C’est pourquoi, souligne Koran Tempo, Bonnie Triyana ne veut pas que ce terme soit utilisé comme intitulé général de l’exposition qui couvre cinq années de conflit, entre 1945-1949. “Les violences pendant la période de la révolution pour l’indépendance ont fait également de nombreuses victimes parmi la population locale”, justifie le commissaire dans le quotidien néerlandais.
“Vision woke” ?
Les réactions ne se font pas fait attendre. Deux jours plus tard, le journal de droite De Telegraaf évoquait en une une “Hystérie née d’une vision woke”. L’anthropologue Lizzy van Leeuwen pourfend le Rijksmuseum pour “avoir invité les petits-enfants des auteurs [de violences] à effacer l’histoire. À cracher dessus.”
Tempo cite également le tweet de Martin Bosma, député d’extrême droite du Parti pour la liberté (PVV) : “C’est la preuve que notre musée est entre les mains de l’extrême gauche. Le ‘Bersiap’ est un génocide contre les Hollandais.”
Weer een bewijs dat onze musea in handen zijn van extreem-links. Ze ontkennen de Gouden Eeuw, haten de VOC en voeren strijd tegen blanken.
De Bersiap was een GENOCIDE op Nederlanders ! https://t.co/Bqn72RU7Zo
— Martin Bosma (@Martinbosma_pvv) January 11, 2022
Pressé de réagir, le directeur du Rijksmuseum, Taco Dibbits, a cherché à calmer la polémique en confiant, dans une interview à NRC Handelsblad publiée le 14 janvier, que la tribune rédigée par Bonnie Triyana quelques jours auparavant ne reflétait que sa propre opinion : “Lui n’utilisera pas le terme ‘Bersiap’. Mais nous l’utiliserons dans l’exposition et dans le catalogue.”

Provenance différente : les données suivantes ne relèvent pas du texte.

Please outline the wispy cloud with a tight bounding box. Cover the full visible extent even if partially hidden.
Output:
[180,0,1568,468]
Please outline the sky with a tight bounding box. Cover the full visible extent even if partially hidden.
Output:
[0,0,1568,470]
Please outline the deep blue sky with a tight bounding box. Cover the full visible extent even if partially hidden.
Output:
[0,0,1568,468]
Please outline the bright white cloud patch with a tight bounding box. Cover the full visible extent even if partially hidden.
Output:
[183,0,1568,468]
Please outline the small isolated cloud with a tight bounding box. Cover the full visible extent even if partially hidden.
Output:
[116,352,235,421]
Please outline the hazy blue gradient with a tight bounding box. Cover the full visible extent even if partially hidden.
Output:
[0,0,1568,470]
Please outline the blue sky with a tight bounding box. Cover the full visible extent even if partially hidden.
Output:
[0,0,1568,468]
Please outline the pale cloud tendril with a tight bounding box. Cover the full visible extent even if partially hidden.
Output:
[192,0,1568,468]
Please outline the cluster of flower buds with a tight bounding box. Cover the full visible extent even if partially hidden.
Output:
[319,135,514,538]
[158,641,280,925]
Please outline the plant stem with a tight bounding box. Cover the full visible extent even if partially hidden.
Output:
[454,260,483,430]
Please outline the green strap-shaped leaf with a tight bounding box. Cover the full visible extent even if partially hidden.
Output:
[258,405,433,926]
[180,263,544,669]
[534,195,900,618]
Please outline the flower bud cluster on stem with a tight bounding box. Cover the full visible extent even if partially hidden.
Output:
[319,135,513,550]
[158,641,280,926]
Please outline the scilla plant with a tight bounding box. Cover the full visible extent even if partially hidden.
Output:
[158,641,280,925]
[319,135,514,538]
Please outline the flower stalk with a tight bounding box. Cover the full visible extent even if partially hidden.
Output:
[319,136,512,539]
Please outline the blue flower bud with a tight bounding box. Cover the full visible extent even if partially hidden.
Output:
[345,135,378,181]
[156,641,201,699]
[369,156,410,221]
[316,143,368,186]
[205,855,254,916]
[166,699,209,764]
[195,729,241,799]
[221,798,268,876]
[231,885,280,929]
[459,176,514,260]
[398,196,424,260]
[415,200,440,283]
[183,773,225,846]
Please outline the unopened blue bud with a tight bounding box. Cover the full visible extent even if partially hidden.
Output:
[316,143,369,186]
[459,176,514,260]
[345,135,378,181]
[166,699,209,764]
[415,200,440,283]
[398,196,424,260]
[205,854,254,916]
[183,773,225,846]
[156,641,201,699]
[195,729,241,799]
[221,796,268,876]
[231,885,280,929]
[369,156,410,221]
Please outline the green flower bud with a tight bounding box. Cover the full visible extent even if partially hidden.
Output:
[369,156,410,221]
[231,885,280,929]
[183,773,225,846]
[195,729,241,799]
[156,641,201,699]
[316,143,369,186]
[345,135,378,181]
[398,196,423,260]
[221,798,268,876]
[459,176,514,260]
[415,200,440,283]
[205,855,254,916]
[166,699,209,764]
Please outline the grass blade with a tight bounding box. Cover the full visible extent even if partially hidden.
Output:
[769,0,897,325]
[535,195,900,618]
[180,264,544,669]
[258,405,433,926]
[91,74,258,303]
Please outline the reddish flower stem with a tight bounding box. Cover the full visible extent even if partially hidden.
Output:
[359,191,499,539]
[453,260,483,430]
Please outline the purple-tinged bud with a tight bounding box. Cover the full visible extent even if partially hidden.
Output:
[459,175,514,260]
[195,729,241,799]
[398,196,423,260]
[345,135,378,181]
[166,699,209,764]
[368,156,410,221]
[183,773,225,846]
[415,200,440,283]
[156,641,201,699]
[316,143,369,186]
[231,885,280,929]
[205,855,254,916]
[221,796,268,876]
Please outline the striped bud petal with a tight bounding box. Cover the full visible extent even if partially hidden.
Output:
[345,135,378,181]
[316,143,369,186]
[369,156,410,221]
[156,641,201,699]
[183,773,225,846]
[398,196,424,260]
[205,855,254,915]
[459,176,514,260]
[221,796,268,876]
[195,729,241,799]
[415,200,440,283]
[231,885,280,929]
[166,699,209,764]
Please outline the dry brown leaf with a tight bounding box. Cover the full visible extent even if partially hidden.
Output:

Comme certains observateurs néerlandais, Koran Tempo considère qu’en refusant de retirer le terme controversé “le musée [a] cédé aux pressions de l’extrême droite”. Le quotidien indonésien espère tout de même le bon déroulement de l’exposition, qui se tiendra jusqu’au 5 juin. Outre les collections du Rijksmuseum, sept toiles de grands maîtres de cette époque révolutionnaire, prêtées par le palais présidentiel indonésien, seront exposées.